Though White has evolved into one of our generation’s great musical minds and he was a commanding conductor of a full ensemble with bass, keys, fiddle, lap steel, theremin and more, the primal interplay of the drums and guitar remains his signature strength. He throttled the audience with distorted growls and ear piercing squeals as the sold out crowd screamed for more and more. In a city that worships at the unholy altar of guitar, Jack White swept in with the energy of a unhinged evangelist and took us to church.
A consummate performer, White opened by calling Austin, "easily one of the best cities in the country, then went on to shout Bob Wills and the Texas Playboys, dedicating an extended rendition of the White Stripes’ "Hotel Yorba" to the King of Western swing who he said, "changed American culture for the better." He slyly slipped in a McConaughey quote, "Alright, alright, alright," and brought local guitar great Charlie Sexton out to swap blistering licks in a climactic moment near the end of the set.
His color scheme du jour is blue and the stage lights alternated between a cool wash, a blinding blue backlight and a staccato strobe.His musicians were clothed in blue and black and White himself wore a blue button down shirt with black suspenders and trousers. His black hair flopped on his face in an unruly mop. A friend described his overall look as "hillbilly, goth Elvis."
Though the entire performance moved at a high octane pace there were slower moments. White set his inner honky tonker free on numbers like "Just One Drink" and the aforementioned Hank Williams song "You Know that I Know" (which felt like a sideways jab at his ex-wife). The crowd went wild when he played "Lazaretto" his most recent radio hit and the title track of his 2014 album, but the White Stripes songs got the biggest rise.

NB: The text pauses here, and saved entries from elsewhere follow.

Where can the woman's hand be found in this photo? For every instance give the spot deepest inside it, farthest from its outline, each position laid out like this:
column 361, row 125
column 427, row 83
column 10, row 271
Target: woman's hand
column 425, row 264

70 minutes in he took an interlude and cheering for an encore the crowd started singing "Seven Man Army" in unison. When White returned with a blasting out "Icky Thump" they went nuts. He indulged the nostalgia, but the songs revisited with full band arrangements still felt fresh and vital. And White’s intensity is striking. He’s a well known retro revivalist — White’s Third Man Records pumps out more vinyl than anyone on the planet and cell phones was strictly banned at the show, but he’s also one of the most forward thinking musicians working today. He plays guitar not only like his life depends on it, but like the future of music depends on it. And who know, maybe it does.